Vancouver’s inaugrual Hacked: Festival has announced the first round of programming for its event August 11 – 14, 2014 at the historic Yaletown Roundhouse.
The event’s organizers said it was “pleased to present a stellar line up of local, national and international talent in the world of technology and revolutionary thinking,” and that its new lineup will include “award-winning talent, controversial characters, people with amazing new ideas and people that have already changed the world.”
Hacked is an experimental festival celebrating “disruptive innovation, exploration and art” taking place in Vancouver this summer. It will feature hacker led programming with talks, music, games, hands-on workshops, exhibits and market, popup hackspace, parties, films and artistic installations. “We are new and we are going to change what everyone expects from a tech event,” read the event’s website.
“Hacked is the festival I always wanted but didn’t know we could have. It’s an ongoing honour to work with such talented inventors in putting together this celebration of human ingenuity.” says Yaniv Talmor, Festival Producer.
The speakers for Tuesday August 12 and Wednesday August 13th will include:
Ryan Bethencourt, sr. director (Life Sciences) prize creation at X Prize Foundation and cofounder at Berkeley Biolabs (San Francisco)
Renee Black, executive director at Peace Geeks (Vancouver)
Eric Hersman, founder BRCK, Ushahidi Project (Nairobi, Kenya)
Tim Pool, hacker journalist, VICE Magazine, Creator of Tagg.ly (New York)

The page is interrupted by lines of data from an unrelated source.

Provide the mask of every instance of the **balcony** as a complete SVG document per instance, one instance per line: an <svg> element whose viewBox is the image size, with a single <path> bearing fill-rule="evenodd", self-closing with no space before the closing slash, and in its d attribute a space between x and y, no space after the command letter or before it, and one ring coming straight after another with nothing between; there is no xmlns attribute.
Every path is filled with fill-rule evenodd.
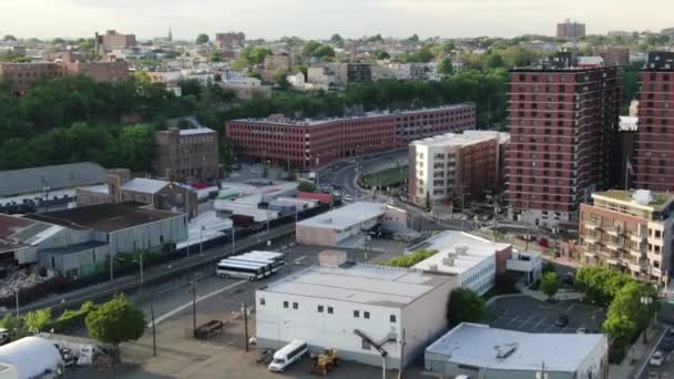
<svg viewBox="0 0 674 379"><path fill-rule="evenodd" d="M627 267L630 268L631 272L634 272L634 273L641 273L642 270L645 269L644 266L642 266L640 264L634 264L631 262L630 262L630 264L627 264Z"/></svg>
<svg viewBox="0 0 674 379"><path fill-rule="evenodd" d="M602 228L602 226L595 222L591 222L591 221L586 221L583 223L583 225L585 226L585 229L588 231L600 231Z"/></svg>
<svg viewBox="0 0 674 379"><path fill-rule="evenodd" d="M629 247L627 252L630 253L631 256L637 257L637 258L643 257L645 255L645 253L646 253L645 250L643 250L641 248L640 249L635 249L635 248L632 248L632 247Z"/></svg>
<svg viewBox="0 0 674 379"><path fill-rule="evenodd" d="M590 236L590 235L583 236L583 239L584 239L584 240L585 240L588 244L590 244L590 245L594 245L594 244L596 244L596 243L599 242L599 238L598 238L598 237L595 237L595 236Z"/></svg>

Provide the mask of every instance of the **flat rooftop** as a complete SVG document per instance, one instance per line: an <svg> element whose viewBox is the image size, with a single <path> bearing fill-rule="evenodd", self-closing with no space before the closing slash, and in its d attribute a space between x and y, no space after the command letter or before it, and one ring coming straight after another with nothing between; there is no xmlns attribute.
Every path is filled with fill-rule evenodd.
<svg viewBox="0 0 674 379"><path fill-rule="evenodd" d="M323 124L328 124L337 121L354 121L354 120L365 120L372 117L382 117L382 116L398 116L398 115L410 115L410 114L419 114L426 112L437 112L437 111L449 111L457 110L463 107L474 109L474 104L471 103L460 103L445 106L436 106L436 107L422 107L418 110L407 110L407 111L384 111L384 112L367 112L362 115L357 116L345 116L345 117L325 117L325 119L238 119L232 120L231 122L243 122L243 123L255 123L255 124L265 124L265 125L285 125L285 126L317 126Z"/></svg>
<svg viewBox="0 0 674 379"><path fill-rule="evenodd" d="M446 133L423 140L417 140L413 141L411 144L421 146L463 146L490 140L501 141L503 137L501 137L500 134L507 133L499 133L492 131L466 131L463 133Z"/></svg>
<svg viewBox="0 0 674 379"><path fill-rule="evenodd" d="M142 206L145 206L145 204L109 203L50 213L31 214L25 217L73 229L116 232L182 215L181 213L149 209L143 208Z"/></svg>
<svg viewBox="0 0 674 379"><path fill-rule="evenodd" d="M426 355L480 368L537 370L545 362L549 371L573 372L602 344L606 344L604 335L532 334L464 322L426 348ZM497 356L499 349L513 347L506 357Z"/></svg>
<svg viewBox="0 0 674 379"><path fill-rule="evenodd" d="M450 280L406 268L310 266L258 291L404 308Z"/></svg>
<svg viewBox="0 0 674 379"><path fill-rule="evenodd" d="M385 204L358 202L305 219L297 223L297 225L344 231L354 225L381 216L386 212L386 208L387 205Z"/></svg>
<svg viewBox="0 0 674 379"><path fill-rule="evenodd" d="M635 191L610 190L604 192L595 192L594 194L592 194L592 198L599 197L605 199L613 199L622 203L629 203L633 206L651 207L653 209L660 209L674 199L674 194L651 192L651 198L647 204L639 204L633 198L634 193Z"/></svg>
<svg viewBox="0 0 674 379"><path fill-rule="evenodd" d="M408 248L408 250L438 250L438 254L419 262L412 268L431 270L432 266L437 266L438 272L460 275L484 259L494 259L497 252L510 246L510 244L493 243L469 233L445 231ZM449 255L453 258L451 265L443 263L443 259Z"/></svg>

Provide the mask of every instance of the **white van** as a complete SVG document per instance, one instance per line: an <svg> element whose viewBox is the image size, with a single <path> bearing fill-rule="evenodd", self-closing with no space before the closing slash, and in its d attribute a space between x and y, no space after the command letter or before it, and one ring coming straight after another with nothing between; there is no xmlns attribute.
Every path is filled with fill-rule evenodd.
<svg viewBox="0 0 674 379"><path fill-rule="evenodd" d="M302 359L308 351L307 342L296 339L274 352L274 360L269 363L268 369L274 372L283 372L286 367Z"/></svg>

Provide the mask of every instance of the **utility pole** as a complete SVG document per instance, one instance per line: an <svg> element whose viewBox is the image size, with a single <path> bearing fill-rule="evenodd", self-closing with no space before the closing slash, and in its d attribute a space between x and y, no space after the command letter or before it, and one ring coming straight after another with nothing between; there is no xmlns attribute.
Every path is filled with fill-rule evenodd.
<svg viewBox="0 0 674 379"><path fill-rule="evenodd" d="M402 379L402 370L405 369L405 328L402 328L402 341L400 341L400 369L398 370L398 379Z"/></svg>
<svg viewBox="0 0 674 379"><path fill-rule="evenodd" d="M192 335L196 331L196 281L192 274Z"/></svg>
<svg viewBox="0 0 674 379"><path fill-rule="evenodd" d="M152 356L156 357L156 322L154 322L154 301L150 301L150 317L152 318Z"/></svg>
<svg viewBox="0 0 674 379"><path fill-rule="evenodd" d="M244 347L248 351L248 307L243 301L241 304L241 313L244 315Z"/></svg>

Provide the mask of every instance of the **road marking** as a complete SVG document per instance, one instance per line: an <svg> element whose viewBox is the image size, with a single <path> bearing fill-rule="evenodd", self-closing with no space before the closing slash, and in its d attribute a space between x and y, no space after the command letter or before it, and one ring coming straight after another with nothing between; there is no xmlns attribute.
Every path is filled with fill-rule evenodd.
<svg viewBox="0 0 674 379"><path fill-rule="evenodd" d="M241 285L243 285L243 284L246 284L246 283L248 283L248 281L247 281L247 280L238 280L238 281L233 283L233 284L231 284L231 285L228 285L228 286L226 286L226 287L223 287L223 288L221 288L221 289L216 289L216 290L214 290L214 291L212 291L212 293L210 293L210 294L206 294L206 295L204 295L204 296L200 296L200 297L197 297L197 298L196 298L196 303L200 303L200 301L202 301L202 300L205 300L205 299L212 298L212 297L213 297L213 296L215 296L215 295L222 294L222 293L224 293L224 291L226 291L226 290L228 290L228 289L232 289L232 288L234 288L234 287L238 287L238 286L241 286ZM182 306L180 306L180 307L177 307L177 308L175 308L175 309L172 309L172 310L170 310L170 311L167 311L167 313L163 314L163 315L162 315L162 316L160 316L160 317L156 317L156 318L154 319L154 324L160 324L160 322L162 322L162 321L166 320L168 317L175 316L176 314L178 314L178 313L181 313L181 311L183 311L183 310L185 310L185 309L190 308L191 306L192 306L192 301L185 303L185 304L183 304ZM152 321L147 322L147 327L149 327L149 328L152 328Z"/></svg>
<svg viewBox="0 0 674 379"><path fill-rule="evenodd" d="M513 319L511 319L510 321L508 321L508 324L506 324L506 326L509 326L511 322L517 321L517 319L520 317L520 315L517 315Z"/></svg>
<svg viewBox="0 0 674 379"><path fill-rule="evenodd" d="M527 322L531 321L532 318L533 318L533 315L531 317L529 317L527 320L520 322L520 328L524 327L524 325L527 325Z"/></svg>
<svg viewBox="0 0 674 379"><path fill-rule="evenodd" d="M533 330L538 329L541 326L541 324L545 322L547 320L548 320L548 318L543 317L537 325L533 326Z"/></svg>

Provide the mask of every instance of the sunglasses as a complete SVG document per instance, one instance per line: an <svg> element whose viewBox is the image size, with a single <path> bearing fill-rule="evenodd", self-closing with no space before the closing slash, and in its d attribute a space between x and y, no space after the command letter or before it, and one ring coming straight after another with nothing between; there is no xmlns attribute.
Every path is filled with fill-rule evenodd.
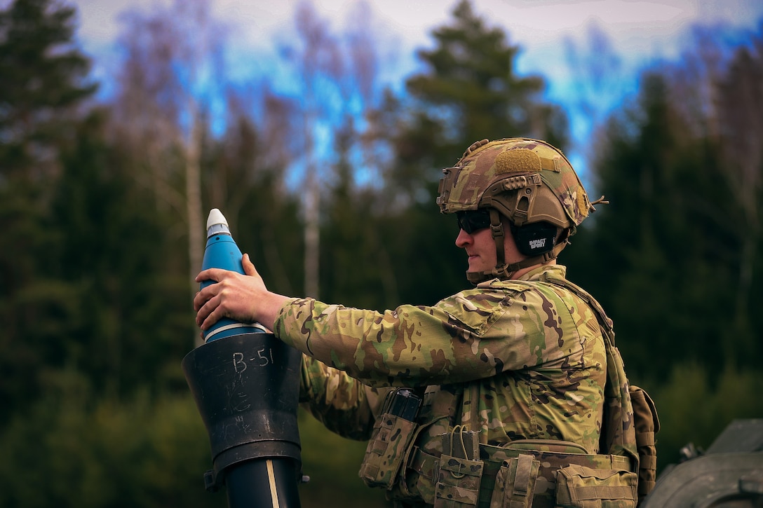
<svg viewBox="0 0 763 508"><path fill-rule="evenodd" d="M456 218L467 234L490 227L490 212L486 208L456 212Z"/></svg>

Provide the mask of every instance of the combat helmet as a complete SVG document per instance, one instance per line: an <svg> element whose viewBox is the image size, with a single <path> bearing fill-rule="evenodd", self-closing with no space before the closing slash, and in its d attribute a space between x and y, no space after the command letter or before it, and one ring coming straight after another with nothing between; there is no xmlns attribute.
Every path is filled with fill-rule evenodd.
<svg viewBox="0 0 763 508"><path fill-rule="evenodd" d="M510 278L522 268L555 259L595 210L562 151L539 140L478 141L443 172L437 198L442 213L489 214L497 265L490 272L467 272L473 283ZM600 198L594 204L604 202ZM517 249L527 259L505 262L501 215L509 219Z"/></svg>

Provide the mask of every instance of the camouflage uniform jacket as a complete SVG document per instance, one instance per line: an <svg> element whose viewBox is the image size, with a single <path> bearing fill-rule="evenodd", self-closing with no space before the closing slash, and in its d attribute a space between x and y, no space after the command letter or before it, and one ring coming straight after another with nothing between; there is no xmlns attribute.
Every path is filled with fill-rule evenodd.
<svg viewBox="0 0 763 508"><path fill-rule="evenodd" d="M447 425L475 421L469 407L476 405L483 443L562 439L597 453L604 339L585 302L542 281L565 272L561 265L545 265L432 307L403 305L383 313L292 299L280 310L275 333L310 357L301 400L346 437L368 439L384 387L430 386L431 392L438 385L463 394L457 407L436 410L452 413L443 415ZM474 394L476 404L465 400Z"/></svg>

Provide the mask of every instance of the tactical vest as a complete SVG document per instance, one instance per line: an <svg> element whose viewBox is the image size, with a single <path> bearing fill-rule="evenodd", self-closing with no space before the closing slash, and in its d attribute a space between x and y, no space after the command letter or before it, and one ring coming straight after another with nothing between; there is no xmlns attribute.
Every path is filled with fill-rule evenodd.
<svg viewBox="0 0 763 508"><path fill-rule="evenodd" d="M629 385L614 344L612 321L588 293L565 280L542 281L577 294L594 310L607 351L603 428L599 449L550 439L501 446L480 442L478 381L429 387L424 410L411 417L420 397L390 392L374 426L359 473L398 506L436 508L633 507L655 485L659 421L654 403ZM409 391L410 392L410 391ZM469 415L459 423L456 415Z"/></svg>

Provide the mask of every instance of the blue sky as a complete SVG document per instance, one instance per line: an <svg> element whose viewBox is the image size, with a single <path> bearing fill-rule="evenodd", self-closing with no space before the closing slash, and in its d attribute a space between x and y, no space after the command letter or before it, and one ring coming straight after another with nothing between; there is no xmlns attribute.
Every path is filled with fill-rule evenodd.
<svg viewBox="0 0 763 508"><path fill-rule="evenodd" d="M359 0L314 0L320 15L340 31ZM9 0L0 0L0 5ZM289 37L297 0L209 0L214 18L229 31L233 50L248 65L237 66L242 80L252 79L275 59L276 42ZM108 79L114 70L117 36L128 9L150 11L169 0L76 0L80 14L79 37L95 60L95 72ZM446 23L458 0L370 0L373 31L380 41L381 75L392 85L417 69L417 48L431 47L433 28ZM675 59L691 43L696 23L752 31L763 20L761 0L472 0L475 11L490 26L504 29L510 43L521 52L520 74L543 76L547 98L568 109L573 139L588 136L590 118L571 105L579 91L568 50L588 47L589 28L596 26L617 59L607 68L606 82L596 95L598 114L616 106L637 85L639 69L655 59ZM720 31L719 31L720 32ZM579 78L579 76L578 76ZM604 88L600 88L600 87ZM576 153L577 152L577 153ZM584 164L573 147L573 163Z"/></svg>

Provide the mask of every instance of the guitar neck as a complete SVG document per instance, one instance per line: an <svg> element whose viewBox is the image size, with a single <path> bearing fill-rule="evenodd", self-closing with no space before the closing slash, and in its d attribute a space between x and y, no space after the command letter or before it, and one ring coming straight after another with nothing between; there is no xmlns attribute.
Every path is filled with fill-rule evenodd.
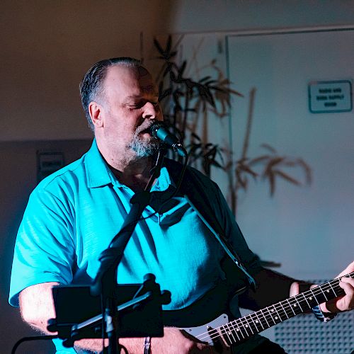
<svg viewBox="0 0 354 354"><path fill-rule="evenodd" d="M354 278L354 272L346 276ZM339 286L339 280L334 279L244 317L232 321L218 329L213 329L215 332L211 334L214 338L222 336L229 345L236 344L253 334L297 314L308 312L312 307L343 294L344 290Z"/></svg>

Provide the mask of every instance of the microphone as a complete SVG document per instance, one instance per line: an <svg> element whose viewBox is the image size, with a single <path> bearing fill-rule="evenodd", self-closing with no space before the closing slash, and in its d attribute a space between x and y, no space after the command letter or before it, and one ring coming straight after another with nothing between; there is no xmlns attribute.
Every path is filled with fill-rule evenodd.
<svg viewBox="0 0 354 354"><path fill-rule="evenodd" d="M187 152L179 142L177 137L167 130L166 125L163 122L154 122L150 126L150 132L155 139L161 140L165 144L172 147L178 155L185 157Z"/></svg>

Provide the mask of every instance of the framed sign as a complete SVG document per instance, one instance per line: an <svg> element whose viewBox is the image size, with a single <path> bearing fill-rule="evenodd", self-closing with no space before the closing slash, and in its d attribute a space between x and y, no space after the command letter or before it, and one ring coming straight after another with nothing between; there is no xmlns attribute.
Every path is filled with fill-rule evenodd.
<svg viewBox="0 0 354 354"><path fill-rule="evenodd" d="M350 112L353 109L351 81L310 82L309 108L312 113Z"/></svg>

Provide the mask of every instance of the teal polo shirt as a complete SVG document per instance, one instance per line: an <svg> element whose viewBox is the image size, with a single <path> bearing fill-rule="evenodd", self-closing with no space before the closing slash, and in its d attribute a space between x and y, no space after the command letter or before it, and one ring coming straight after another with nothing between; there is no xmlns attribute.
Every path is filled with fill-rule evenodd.
<svg viewBox="0 0 354 354"><path fill-rule="evenodd" d="M205 186L211 183L200 178ZM152 190L173 188L163 167ZM210 198L215 203L224 201L222 210L227 207L218 190L219 195ZM80 159L40 182L30 196L19 227L10 304L18 306L18 294L35 284L90 283L100 265L99 255L120 229L133 195L111 172L95 140ZM159 214L148 206L142 216L146 219L138 222L118 266L118 283L142 282L146 273L153 273L161 288L172 294L164 309L178 309L224 279L220 266L224 251L184 198L174 198ZM236 227L234 220L228 222L227 229ZM243 237L233 243L243 259L256 262Z"/></svg>

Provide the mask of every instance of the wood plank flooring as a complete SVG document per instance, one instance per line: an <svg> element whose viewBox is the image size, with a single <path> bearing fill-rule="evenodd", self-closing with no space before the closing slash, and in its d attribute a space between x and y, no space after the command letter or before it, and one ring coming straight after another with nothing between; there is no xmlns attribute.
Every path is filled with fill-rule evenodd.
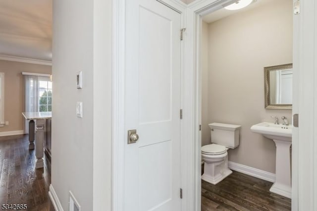
<svg viewBox="0 0 317 211"><path fill-rule="evenodd" d="M35 170L27 135L0 137L0 205L27 204L28 211L53 209L48 196L51 164ZM234 171L216 185L202 180L202 211L290 211L291 200L269 192L272 183Z"/></svg>
<svg viewBox="0 0 317 211"><path fill-rule="evenodd" d="M237 171L215 185L202 180L202 211L290 211L290 199L269 192L272 184Z"/></svg>
<svg viewBox="0 0 317 211"><path fill-rule="evenodd" d="M51 164L35 169L35 151L28 149L28 136L0 137L0 206L26 204L28 211L49 211Z"/></svg>

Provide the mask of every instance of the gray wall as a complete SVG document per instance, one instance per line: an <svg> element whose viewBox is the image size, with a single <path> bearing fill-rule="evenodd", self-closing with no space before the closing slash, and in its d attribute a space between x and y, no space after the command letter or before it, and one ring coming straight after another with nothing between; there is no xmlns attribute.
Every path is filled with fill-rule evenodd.
<svg viewBox="0 0 317 211"><path fill-rule="evenodd" d="M52 184L65 211L69 191L83 211L111 210L111 9L110 0L53 1Z"/></svg>
<svg viewBox="0 0 317 211"><path fill-rule="evenodd" d="M240 146L229 151L229 160L272 173L273 142L250 128L273 122L270 115L280 119L285 115L291 122L291 110L264 108L263 68L292 62L292 1L280 0L208 24L208 30L203 24L203 46L209 47L208 61L204 56L202 60L203 67L208 62L203 70L208 78L203 80L208 94L203 91L203 97L208 95L208 103L207 109L206 100L202 101L202 122L242 125ZM206 130L209 128L205 125L203 145L211 141Z"/></svg>

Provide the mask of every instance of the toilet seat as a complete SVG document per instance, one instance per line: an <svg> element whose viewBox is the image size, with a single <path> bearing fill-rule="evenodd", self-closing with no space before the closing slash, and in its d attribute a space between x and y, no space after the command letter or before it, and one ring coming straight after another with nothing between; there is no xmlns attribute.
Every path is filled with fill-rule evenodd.
<svg viewBox="0 0 317 211"><path fill-rule="evenodd" d="M209 144L202 147L202 153L205 155L221 155L227 152L227 148L223 146L215 144Z"/></svg>

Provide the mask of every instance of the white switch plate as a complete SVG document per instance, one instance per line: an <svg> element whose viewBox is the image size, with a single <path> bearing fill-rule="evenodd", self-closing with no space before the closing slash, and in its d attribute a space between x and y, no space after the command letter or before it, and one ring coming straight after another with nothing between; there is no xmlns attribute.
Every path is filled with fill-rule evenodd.
<svg viewBox="0 0 317 211"><path fill-rule="evenodd" d="M83 118L83 102L77 102L76 110L77 117Z"/></svg>
<svg viewBox="0 0 317 211"><path fill-rule="evenodd" d="M77 89L83 88L83 72L80 71L76 73L76 86Z"/></svg>

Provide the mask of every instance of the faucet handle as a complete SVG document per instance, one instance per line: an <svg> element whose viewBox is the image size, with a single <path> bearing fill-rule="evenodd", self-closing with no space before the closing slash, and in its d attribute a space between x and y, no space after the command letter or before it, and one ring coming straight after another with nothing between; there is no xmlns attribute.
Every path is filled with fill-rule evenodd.
<svg viewBox="0 0 317 211"><path fill-rule="evenodd" d="M278 124L278 117L277 117L277 116L271 116L271 117L272 118L275 118L275 122L274 124Z"/></svg>
<svg viewBox="0 0 317 211"><path fill-rule="evenodd" d="M285 125L288 125L288 121L287 121L287 118L285 116L282 116L282 119L283 119L283 124Z"/></svg>

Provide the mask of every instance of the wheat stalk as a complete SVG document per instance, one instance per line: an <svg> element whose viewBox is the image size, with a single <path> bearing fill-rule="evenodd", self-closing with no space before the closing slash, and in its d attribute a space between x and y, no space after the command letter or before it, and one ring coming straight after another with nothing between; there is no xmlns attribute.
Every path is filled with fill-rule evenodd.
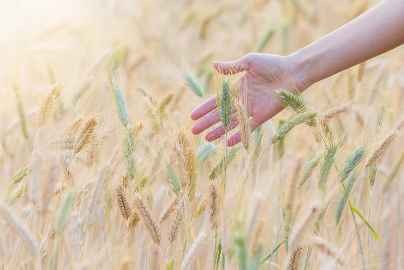
<svg viewBox="0 0 404 270"><path fill-rule="evenodd" d="M287 264L287 270L297 270L299 268L299 261L300 261L300 257L301 255L301 247L298 246L296 249L292 252L290 255L290 258L289 260L289 262Z"/></svg>
<svg viewBox="0 0 404 270"><path fill-rule="evenodd" d="M338 179L340 182L345 181L349 174L362 160L364 154L365 149L360 147L349 156L338 174Z"/></svg>
<svg viewBox="0 0 404 270"><path fill-rule="evenodd" d="M87 211L85 215L86 217L85 220L88 226L92 225L94 222L95 215L97 212L97 209L102 199L103 189L109 180L110 175L111 168L108 165L104 166L98 173L98 178L94 184L91 196L88 200Z"/></svg>
<svg viewBox="0 0 404 270"><path fill-rule="evenodd" d="M398 134L398 130L395 129L391 133L387 135L384 139L375 147L366 158L365 168L367 168L375 160L380 156L384 150L394 141Z"/></svg>
<svg viewBox="0 0 404 270"><path fill-rule="evenodd" d="M237 112L238 117L239 132L241 138L241 143L244 149L248 150L250 148L251 141L251 128L249 125L249 116L245 107L239 101L234 102L234 106Z"/></svg>
<svg viewBox="0 0 404 270"><path fill-rule="evenodd" d="M334 159L337 152L338 145L333 144L328 147L324 153L320 165L318 173L318 189L322 194L325 192L327 178L330 173L331 166L334 163Z"/></svg>
<svg viewBox="0 0 404 270"><path fill-rule="evenodd" d="M20 126L21 128L24 138L25 140L28 140L28 131L27 127L27 122L25 119L25 114L24 112L24 107L22 105L21 97L20 96L20 92L15 86L13 87L13 89L14 91L14 93L16 95L16 99L17 100L17 111L18 113L18 117L20 118Z"/></svg>
<svg viewBox="0 0 404 270"><path fill-rule="evenodd" d="M96 125L96 119L95 117L91 117L82 126L75 144L75 154L81 151L84 146L90 142L94 135Z"/></svg>
<svg viewBox="0 0 404 270"><path fill-rule="evenodd" d="M300 221L295 226L293 232L290 236L289 249L294 250L304 239L307 230L313 228L314 221L319 212L319 203L315 202L308 208L307 212Z"/></svg>
<svg viewBox="0 0 404 270"><path fill-rule="evenodd" d="M55 113L56 109L56 99L61 87L62 84L57 82L54 85L52 89L47 95L42 97L36 120L38 127L45 125L46 121Z"/></svg>
<svg viewBox="0 0 404 270"><path fill-rule="evenodd" d="M117 204L121 211L121 214L122 215L124 218L128 220L131 216L132 210L123 187L120 185L118 186L115 191L115 195L117 199Z"/></svg>
<svg viewBox="0 0 404 270"><path fill-rule="evenodd" d="M233 98L228 80L223 79L221 90L217 97L220 120L225 130L227 130L231 121L231 112L233 109Z"/></svg>
<svg viewBox="0 0 404 270"><path fill-rule="evenodd" d="M292 117L282 125L272 137L272 143L274 144L284 138L295 125L308 121L312 121L317 116L317 112L303 112Z"/></svg>
<svg viewBox="0 0 404 270"><path fill-rule="evenodd" d="M298 186L297 187L298 189L301 188L303 185L313 174L313 172L316 169L316 167L320 162L320 155L319 154L315 155L306 164L303 170L303 177L299 183Z"/></svg>
<svg viewBox="0 0 404 270"><path fill-rule="evenodd" d="M164 210L163 210L163 212L162 212L159 219L159 223L163 223L166 219L168 218L170 215L171 214L171 213L177 208L177 206L178 205L178 198L177 196L174 196L171 199L168 205L167 205L166 208L164 208Z"/></svg>
<svg viewBox="0 0 404 270"><path fill-rule="evenodd" d="M337 263L340 266L343 266L345 265L346 259L342 253L323 238L317 236L315 236L313 240L313 245L319 249L320 252L324 253L334 258Z"/></svg>
<svg viewBox="0 0 404 270"><path fill-rule="evenodd" d="M213 229L218 223L219 219L219 191L214 183L209 184L209 221L211 228Z"/></svg>
<svg viewBox="0 0 404 270"><path fill-rule="evenodd" d="M143 222L146 229L152 236L153 242L160 244L161 236L159 228L159 224L156 222L150 210L142 200L140 195L136 193L134 196L134 202L137 213Z"/></svg>
<svg viewBox="0 0 404 270"><path fill-rule="evenodd" d="M346 112L350 108L350 104L346 104L333 108L326 112L319 114L320 121L324 121L335 117L340 113Z"/></svg>
<svg viewBox="0 0 404 270"><path fill-rule="evenodd" d="M65 195L54 226L54 230L57 236L61 235L66 229L70 217L70 212L73 208L75 195L76 192L73 188L68 190Z"/></svg>
<svg viewBox="0 0 404 270"><path fill-rule="evenodd" d="M191 90L195 93L195 95L199 98L205 98L205 93L204 91L204 88L191 72L189 70L186 70L185 76L185 79L187 82L188 82L188 84L191 88Z"/></svg>
<svg viewBox="0 0 404 270"><path fill-rule="evenodd" d="M177 207L174 220L170 225L170 231L168 234L168 241L170 241L170 244L172 244L175 241L179 234L182 221L183 209L185 207L184 202L185 201L183 201L182 205Z"/></svg>
<svg viewBox="0 0 404 270"><path fill-rule="evenodd" d="M192 243L189 250L184 256L182 262L181 264L181 270L191 270L193 269L193 263L196 259L198 254L200 252L208 240L208 233L206 230L201 231L194 242Z"/></svg>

Shaharris Beh, cofounder of HackerNest Tech Socials (Toronto & Kuala Lampur)
Amal Graafstra, founder Dangerous Things (Seattle)
Aaron Hilton, CTO at Conquer Mobile (Vancouver)
Kharis O’Connell, experience design director at Global Mechanic, founder Cyborg Camp (Vancouver)
Jay Giraud, cofounder and CEO, MOJIO (Vancouver)
Nik Badminton, founder From Now Conference, principal at DesignCultureMind (Vancouver)
David Vogt, Urban Opus (Vancouver)
Michael Bidu, founder at Sanotron, executive producer at Interface 2014 (Vancouver)
“We curated programming that recognizes there is a global movement in motion to profoundly change the world, make it better, healthier, safer and more connected. This is as much about giving people information through raising literacy in science and technology as is about celebrating our greatest potentials as a species of creators,” said producer/curator, Cameron Kuc.
Kuc said the festival’s programming focuses on story-telling in short format. “We recognized other conference formats were either to long or not catering to the entire audience by being either too general and not specific enough for experts or being too inclusive by offering talks only on the highest levels. We chose a short format for our presentations, most talks are just fifteen minutes,” he said.
The second round of programming to be released by on July 8, 2014.